The man, Mark Johnston of California, lost a half million dollars. 

"They served me all the drinks. They should have cut me off," Johnston told a reporter in Las Vegas.

It's hard to imagine getting so drunk one would borrow a half million dollars, gamble it away and not even remember, but that's Johnston's claim.

"I am not a sore loser. I've lost a half a million. I've lost $800-thousand. I've lost a lot of money; I've won a lot of money. This has nothing to do that," said Johnston.

He says the gaming laws in Las Vegas prohibit giving drinks to someone in the condition he was in.

"This is about... almost killing me," he said. Johnston says he shouldn't have to pay back the debt.

How would such a situation be handled in Louisiana? Gaming Control Board Chairman Ronnie Jones says the laws are very similar to those in Las Vegas. He says casinos are obligated to have a plan and follow it, when it comes to customers who are drinking or gambling excessively.

"The casinos have to have a plan in place, where they train their employees. They have to be vigilant in how they carry out that plan in identifying problem individuals in the casino," said Jones.

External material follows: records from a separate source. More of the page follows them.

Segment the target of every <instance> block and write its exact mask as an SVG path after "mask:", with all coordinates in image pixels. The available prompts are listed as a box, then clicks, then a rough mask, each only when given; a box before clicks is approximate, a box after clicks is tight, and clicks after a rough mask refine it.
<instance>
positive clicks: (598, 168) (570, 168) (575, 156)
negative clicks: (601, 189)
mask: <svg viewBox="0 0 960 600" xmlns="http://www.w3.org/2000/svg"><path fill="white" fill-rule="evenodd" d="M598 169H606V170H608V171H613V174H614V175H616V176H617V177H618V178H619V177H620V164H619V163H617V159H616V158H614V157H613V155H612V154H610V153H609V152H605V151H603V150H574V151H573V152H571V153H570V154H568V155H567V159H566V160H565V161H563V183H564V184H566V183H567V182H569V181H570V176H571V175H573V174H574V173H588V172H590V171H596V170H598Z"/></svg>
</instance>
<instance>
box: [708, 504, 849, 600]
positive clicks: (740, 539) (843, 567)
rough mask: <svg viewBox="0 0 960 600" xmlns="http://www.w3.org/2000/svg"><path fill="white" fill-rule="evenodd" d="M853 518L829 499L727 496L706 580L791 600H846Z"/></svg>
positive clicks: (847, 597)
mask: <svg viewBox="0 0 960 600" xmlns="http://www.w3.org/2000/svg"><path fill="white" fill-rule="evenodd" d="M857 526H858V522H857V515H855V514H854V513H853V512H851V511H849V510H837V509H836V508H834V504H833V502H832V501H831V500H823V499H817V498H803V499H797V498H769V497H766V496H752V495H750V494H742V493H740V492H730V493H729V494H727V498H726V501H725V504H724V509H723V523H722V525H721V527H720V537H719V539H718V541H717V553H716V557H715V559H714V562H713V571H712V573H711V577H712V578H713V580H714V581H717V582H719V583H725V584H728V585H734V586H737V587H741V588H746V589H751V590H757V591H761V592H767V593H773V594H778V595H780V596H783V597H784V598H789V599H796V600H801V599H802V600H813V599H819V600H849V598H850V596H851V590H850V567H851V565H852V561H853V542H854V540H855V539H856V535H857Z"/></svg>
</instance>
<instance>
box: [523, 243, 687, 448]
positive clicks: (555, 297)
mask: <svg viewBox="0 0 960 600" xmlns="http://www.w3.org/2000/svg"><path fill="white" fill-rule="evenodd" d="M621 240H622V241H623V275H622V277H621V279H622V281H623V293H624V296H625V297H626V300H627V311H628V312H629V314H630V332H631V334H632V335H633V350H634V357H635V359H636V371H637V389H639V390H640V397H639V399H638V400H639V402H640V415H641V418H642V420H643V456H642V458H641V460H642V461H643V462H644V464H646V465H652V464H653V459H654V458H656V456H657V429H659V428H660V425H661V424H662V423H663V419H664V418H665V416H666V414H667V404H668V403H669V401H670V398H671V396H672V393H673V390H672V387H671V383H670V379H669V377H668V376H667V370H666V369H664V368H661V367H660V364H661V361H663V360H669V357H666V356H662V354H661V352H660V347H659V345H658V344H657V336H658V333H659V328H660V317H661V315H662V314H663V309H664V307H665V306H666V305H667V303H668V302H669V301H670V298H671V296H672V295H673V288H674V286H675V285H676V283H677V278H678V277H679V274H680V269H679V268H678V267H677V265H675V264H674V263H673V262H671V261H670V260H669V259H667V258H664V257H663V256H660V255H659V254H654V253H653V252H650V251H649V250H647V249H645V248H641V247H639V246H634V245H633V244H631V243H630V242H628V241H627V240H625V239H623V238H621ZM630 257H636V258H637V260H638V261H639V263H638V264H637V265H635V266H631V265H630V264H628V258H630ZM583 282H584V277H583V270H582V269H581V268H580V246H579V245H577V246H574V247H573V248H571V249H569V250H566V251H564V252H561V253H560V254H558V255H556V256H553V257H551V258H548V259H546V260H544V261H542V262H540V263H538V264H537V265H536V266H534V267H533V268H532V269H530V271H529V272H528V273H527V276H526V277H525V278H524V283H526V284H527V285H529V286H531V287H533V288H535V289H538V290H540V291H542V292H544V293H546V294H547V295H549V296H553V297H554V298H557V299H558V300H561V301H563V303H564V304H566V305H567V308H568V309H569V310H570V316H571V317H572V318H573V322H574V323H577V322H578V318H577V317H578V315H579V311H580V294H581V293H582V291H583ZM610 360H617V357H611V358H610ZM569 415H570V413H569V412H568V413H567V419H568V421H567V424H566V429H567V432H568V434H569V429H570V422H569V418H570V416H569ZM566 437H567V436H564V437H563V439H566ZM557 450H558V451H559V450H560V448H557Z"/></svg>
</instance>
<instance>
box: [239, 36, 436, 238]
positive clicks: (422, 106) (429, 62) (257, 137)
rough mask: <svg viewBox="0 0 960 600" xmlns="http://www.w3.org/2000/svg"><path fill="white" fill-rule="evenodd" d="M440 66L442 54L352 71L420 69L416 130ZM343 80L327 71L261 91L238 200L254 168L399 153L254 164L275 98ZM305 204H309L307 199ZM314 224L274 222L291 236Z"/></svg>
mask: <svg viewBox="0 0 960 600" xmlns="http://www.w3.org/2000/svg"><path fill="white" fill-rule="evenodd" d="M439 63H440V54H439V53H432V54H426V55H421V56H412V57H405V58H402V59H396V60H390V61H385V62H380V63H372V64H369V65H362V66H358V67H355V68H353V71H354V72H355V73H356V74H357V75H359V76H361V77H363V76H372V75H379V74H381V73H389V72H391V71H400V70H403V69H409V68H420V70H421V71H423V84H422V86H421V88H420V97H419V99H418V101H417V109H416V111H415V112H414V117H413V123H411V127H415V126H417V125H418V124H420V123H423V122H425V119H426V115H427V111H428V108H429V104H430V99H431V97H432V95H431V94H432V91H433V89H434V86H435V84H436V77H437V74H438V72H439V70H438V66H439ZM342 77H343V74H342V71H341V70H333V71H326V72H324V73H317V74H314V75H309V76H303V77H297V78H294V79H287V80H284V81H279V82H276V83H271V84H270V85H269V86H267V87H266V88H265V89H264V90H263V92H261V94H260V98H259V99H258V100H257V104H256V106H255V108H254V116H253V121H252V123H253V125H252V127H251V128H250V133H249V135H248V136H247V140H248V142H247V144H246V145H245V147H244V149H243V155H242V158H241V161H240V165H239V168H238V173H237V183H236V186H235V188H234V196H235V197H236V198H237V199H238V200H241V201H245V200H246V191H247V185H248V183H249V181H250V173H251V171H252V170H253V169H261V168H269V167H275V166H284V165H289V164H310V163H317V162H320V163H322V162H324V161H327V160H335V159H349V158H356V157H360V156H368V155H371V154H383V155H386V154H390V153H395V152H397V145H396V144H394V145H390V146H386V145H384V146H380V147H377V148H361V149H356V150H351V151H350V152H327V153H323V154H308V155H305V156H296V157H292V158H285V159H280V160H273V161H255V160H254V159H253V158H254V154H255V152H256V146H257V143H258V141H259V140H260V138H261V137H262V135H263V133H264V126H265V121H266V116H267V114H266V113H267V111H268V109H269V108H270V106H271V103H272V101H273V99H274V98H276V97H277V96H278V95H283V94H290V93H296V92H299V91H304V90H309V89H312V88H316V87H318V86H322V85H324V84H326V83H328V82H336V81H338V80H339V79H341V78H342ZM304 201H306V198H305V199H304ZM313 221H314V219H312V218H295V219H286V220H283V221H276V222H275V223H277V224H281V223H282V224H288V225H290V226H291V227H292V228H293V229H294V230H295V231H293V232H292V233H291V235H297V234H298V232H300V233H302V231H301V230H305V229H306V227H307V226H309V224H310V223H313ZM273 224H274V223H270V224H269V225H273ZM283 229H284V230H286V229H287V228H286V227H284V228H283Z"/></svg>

He says such allegations against a casino would be referred to state police for investigation. Their findings would be provided to the board, and the board can take action. 

"If we find a casino operator or licensee had failed to be vigilant in carrying out any aspect of their plan and permitted this sort of thing to happen, and the evidence was in favor of the patron, they can be fined $5000, $10,000, all the way up to $20,000. They could lose their license," said Jones.

He says activity on casino floors is picked up and recorded with high resolution digital cameras. Still, he says people who drink too much and lose money have to take responsibility for their actions.

"Nine our of ten times, the casinos are doing what they are supposed to be doing. Most courts in the cases that have come forward have not been very favorable to customers who allege, it wasn't my fault. They gave me too much to drink," said Jones.

He also said those who suffer from a compulsive gambling addiction can be barred from casinos and will be denied admission for up to five years.